# Hypothesis Testing
Ways to perform Hypothesis testing : Z test and T test 

Population standard deviation should be known for Z-test

Sample standard deviation should be known for t-test

If Sample size > 30 then go for z-test

-One T-Test

-Two T-Test

-Paired T-Test 

-Chi-Sqaure Test

-ANOVA Test - Analysis of Variance

-One way Anova : when you have 1 independent feature(Smoker, Premium)

-Two way Anova : when you have 2 independent features(Smoker, Gender, Premium)


Type 1 error is alpha ( α ) has 3 values (0.05, 0.1, 0.01)
Type II error
Confidence Interval = 1 - α


In [2]:
#stat.ttest_1samp
#stat.ttest_ind
#stat.ttest_rel 
#stat.chi2_contigency
import pandas as pd
import numpy as np
from scipy import stats
import statsmodels.api as sm
from statsmodels.formula.api import ols

In [3]:
insurance_data = pd.read_csv("insurance.csv")

In [4]:
insurance_data.head()

Unnamed: 0,age,gender,bmi,children,smoker,region,Premium
0,19,female,27.9,0,yes,southwest,16884.924
1,18,male,33.77,1,no,southeast,1725.5523
2,28,male,33.0,3,no,southeast,4449.462
3,33,male,22.705,0,no,northwest,21984.47061
4,32,male,28.88,0,no,northwest,3866.8552


In [10]:
insurance_data['age'].shape

(1338,)

In [11]:
insurance_data['age'].isnull().sum()

0

#### One-Sample T Test
The 1-sample t-test is used when we want to compare a sample mean to a population mean (which we already know). 

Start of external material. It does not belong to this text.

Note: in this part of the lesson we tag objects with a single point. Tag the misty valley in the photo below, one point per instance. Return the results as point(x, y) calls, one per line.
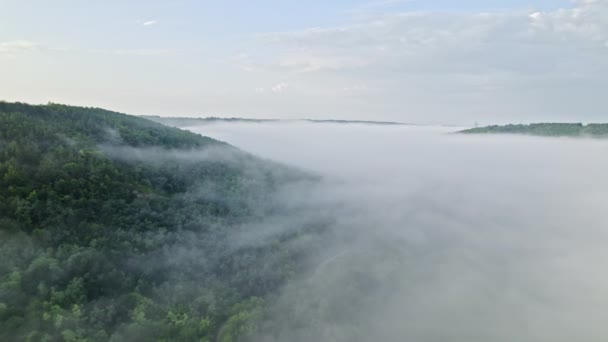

We want to know whether the mean of the sample is different from the population mean.
![image.png](attachment:image.png)


In [30]:
one_sample = stats.ttest_1samp(insurance_data["age"],1339)
one_sample

Ttest_1sampResult(statistic=-3383.97497297119, pvalue=0.0)

In [33]:
(one_sample[1]/2)<0.05

True

In [34]:
one_sample[0]<0

True

In [31]:
insurance_data["age"].mean()

39.20702541106129

# Other Example

In [62]:
ages=[10,20,35,50,28,40,55,18,16,55,30,25,43,18,30,28,14,24,16,17,32,35,26,27,65,18,43,23,21,20,19,70,20,23,43,54,67,77,86,90]

In [63]:
len(ages)

40

In [65]:
ages_mean=np.mean(ages)
print(ages_mean)

35.775


In [64]:
## Lets take sample
sample_size=10
age_sample=np.random.choice(ages,sample_size)
age_sample

array([19, 35, 30, 18, 16, 77, 24, 25, 23, 55])

In [69]:
ttest,p_value=stats.ttest_1samp(age_sample,35)
print(p_value)

0.6586455871498889


In [70]:
if p_value < 0.05:    # alpha value is 0.05 or 5%
    print("we are rejecting null hypothesis")
else:
    print("we are accepting null hypothesis")

we are accepting null hypothesis


### Two-Sample T-Test
Tests weather the means of two populations are significantly different from one another

In [39]:
stats.ttest_ind(insurance_data["Premium"][insurance_data["age"]==18], insurance_data["Premium"][insurance_data["age"]==60])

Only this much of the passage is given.